Uganda is in danger of losing critical Danish development aid as a notorious anti-gay bill returns to its parliamentary agenda.
The development minister, Christian Friis Bach (Radikale), has come under intense fire for his perceived lenient stance to the discrimination and intolerance being promoted by Ugandan officials. Bach told Politiken newspaper that financial threats are ineffectual and outdated and that the best course of action is to maintain a presence in Uganda.
“The proposed law is simply unacceptable and we must do what we can to ensure it fails to pass. The best way to handle this situation is not to threaten to leave, but rather to threaten to stay”, he said.
Denmark’s financial support is of vital importance to Uganda. Between 2010 and 2011, Denmark was the third largest donor to the country.
The anti-gay bill, also ominously referred to as the ‘Kill the gays’ bill, was first introduced in Uganda in late 2009. The bill would make homosexuality a crime punishable by death. Threats of financial repercussions and sanctions helped to quell the bill then, but it has now popped back up on the Ugandan political agenda.
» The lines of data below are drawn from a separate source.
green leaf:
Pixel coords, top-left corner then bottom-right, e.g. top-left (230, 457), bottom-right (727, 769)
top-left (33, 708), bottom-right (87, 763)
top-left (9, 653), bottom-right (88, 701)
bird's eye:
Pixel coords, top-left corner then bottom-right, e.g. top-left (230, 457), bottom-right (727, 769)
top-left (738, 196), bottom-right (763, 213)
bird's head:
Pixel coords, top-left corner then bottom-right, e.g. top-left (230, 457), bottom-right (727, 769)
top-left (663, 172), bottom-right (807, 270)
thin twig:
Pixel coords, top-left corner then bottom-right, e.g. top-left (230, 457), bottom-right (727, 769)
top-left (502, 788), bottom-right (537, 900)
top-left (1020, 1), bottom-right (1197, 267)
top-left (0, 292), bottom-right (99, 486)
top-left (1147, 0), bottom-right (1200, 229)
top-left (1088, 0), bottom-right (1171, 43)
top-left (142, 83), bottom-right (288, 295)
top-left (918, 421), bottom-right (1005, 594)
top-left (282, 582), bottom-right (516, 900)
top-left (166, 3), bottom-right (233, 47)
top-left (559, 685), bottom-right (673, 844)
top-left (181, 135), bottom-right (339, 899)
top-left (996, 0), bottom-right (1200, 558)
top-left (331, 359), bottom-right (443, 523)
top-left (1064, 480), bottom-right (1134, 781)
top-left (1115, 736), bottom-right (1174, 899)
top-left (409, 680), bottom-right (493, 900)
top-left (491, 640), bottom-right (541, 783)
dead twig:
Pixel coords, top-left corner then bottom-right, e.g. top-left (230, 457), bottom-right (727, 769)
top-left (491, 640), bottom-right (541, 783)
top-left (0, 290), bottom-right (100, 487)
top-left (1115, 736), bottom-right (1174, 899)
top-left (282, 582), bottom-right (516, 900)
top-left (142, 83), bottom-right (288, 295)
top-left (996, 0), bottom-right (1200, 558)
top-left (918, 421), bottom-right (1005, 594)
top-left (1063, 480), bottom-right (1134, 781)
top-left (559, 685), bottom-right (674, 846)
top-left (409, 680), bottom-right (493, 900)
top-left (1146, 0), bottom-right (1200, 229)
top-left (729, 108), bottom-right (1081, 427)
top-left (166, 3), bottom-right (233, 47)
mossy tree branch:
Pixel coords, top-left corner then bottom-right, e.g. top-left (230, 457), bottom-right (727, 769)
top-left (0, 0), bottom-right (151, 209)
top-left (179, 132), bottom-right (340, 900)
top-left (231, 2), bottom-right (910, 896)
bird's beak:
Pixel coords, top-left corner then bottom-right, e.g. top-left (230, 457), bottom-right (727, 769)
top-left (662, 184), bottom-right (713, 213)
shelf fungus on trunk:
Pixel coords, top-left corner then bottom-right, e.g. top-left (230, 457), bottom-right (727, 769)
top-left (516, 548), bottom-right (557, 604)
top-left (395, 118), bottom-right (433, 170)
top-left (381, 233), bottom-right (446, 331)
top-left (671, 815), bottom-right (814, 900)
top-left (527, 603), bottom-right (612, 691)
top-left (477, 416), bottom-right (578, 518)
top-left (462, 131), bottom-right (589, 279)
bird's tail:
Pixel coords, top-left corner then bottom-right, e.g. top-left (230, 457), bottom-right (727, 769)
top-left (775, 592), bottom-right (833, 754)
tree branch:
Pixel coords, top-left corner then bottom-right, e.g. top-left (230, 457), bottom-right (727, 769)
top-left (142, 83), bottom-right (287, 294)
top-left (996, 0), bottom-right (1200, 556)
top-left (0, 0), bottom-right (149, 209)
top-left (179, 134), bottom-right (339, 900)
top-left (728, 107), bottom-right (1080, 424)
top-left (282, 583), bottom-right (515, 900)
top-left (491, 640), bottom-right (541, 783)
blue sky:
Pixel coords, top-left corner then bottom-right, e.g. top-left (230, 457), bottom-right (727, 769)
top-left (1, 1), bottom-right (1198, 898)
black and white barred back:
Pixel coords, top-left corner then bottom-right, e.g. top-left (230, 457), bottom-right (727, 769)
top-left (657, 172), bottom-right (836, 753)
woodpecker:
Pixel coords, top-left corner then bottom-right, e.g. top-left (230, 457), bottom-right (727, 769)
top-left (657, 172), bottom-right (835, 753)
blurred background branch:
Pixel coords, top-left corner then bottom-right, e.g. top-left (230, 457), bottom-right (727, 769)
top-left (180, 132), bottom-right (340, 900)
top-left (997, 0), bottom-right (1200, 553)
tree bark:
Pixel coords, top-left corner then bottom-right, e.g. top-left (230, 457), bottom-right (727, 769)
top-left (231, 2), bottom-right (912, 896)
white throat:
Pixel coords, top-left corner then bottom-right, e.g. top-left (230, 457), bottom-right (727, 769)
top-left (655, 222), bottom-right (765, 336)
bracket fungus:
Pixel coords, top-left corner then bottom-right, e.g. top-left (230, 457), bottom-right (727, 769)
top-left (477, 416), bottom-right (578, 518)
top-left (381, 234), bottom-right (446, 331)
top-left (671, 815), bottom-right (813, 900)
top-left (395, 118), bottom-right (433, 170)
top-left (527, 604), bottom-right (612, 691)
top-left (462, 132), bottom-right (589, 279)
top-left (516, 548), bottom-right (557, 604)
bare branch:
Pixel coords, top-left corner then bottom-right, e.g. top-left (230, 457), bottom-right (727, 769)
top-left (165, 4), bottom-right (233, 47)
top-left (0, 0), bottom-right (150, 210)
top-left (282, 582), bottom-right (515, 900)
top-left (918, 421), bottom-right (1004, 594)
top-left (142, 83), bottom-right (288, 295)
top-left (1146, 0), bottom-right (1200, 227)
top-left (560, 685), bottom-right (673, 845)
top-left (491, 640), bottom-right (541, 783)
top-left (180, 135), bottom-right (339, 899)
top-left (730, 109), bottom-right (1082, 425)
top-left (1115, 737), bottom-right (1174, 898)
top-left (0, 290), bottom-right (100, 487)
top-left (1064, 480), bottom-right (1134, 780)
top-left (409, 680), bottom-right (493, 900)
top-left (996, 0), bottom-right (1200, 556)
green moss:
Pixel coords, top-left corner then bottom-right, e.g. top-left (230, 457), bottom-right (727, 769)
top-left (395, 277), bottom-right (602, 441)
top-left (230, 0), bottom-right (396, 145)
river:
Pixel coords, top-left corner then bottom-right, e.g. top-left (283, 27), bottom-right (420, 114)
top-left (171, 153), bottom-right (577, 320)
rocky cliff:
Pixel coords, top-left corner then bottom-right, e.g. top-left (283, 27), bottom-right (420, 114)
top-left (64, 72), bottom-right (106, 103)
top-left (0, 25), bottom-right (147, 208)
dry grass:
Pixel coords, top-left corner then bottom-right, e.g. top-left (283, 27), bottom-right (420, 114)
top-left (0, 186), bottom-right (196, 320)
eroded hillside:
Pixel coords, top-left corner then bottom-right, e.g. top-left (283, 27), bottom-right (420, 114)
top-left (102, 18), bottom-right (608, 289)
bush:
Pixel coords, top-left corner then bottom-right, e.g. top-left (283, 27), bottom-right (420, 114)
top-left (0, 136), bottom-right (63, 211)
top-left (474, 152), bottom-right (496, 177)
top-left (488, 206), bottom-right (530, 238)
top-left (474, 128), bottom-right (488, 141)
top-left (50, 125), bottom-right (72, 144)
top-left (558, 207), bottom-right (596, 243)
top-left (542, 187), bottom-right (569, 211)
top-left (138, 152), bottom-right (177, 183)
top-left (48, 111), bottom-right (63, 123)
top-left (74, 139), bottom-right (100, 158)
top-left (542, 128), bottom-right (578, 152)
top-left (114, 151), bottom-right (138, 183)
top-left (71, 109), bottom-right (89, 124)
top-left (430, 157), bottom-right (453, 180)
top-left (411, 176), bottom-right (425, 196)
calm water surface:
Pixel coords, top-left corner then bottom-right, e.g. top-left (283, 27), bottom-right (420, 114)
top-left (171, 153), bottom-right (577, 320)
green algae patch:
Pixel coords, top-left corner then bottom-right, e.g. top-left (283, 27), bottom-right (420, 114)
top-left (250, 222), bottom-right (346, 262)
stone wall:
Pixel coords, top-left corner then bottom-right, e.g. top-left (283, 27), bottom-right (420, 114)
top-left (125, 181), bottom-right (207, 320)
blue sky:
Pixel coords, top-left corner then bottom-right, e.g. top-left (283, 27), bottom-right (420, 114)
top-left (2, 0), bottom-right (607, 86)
Søren Pind (Venstre), the former minister of development, was adamant that the Danish position must be clear and uncompromising.
“I informed Uganda last year that consequences would be severe if that bill passed,” he told Politiken. “There must be a clear outcome here. We simply cannot operate in a place where it is legal to kill homosexuals simply because they are homosexuals.”
The controversy surrounding the bill follows in the wake of violence against several prominent activists in Uganda. Last year, David Kato, a leading gay-rights activist, was murdered in Kampala and tensions have once again forced gay advocates, such as award-winning activist Kasha Jacqueline Nabagesera, to flee to neighbouring Kenya.
The persecuted homosexual communities in Uganda already face stiff fines and lengthy jail sentences. Although discrimination against homosexuals is a massive issue in Uganda, local campaigners, such as Frank Mugisha from Sexual Minorities Uganda, maintain that it is important that Danish aid to the embattled nation should not be cut.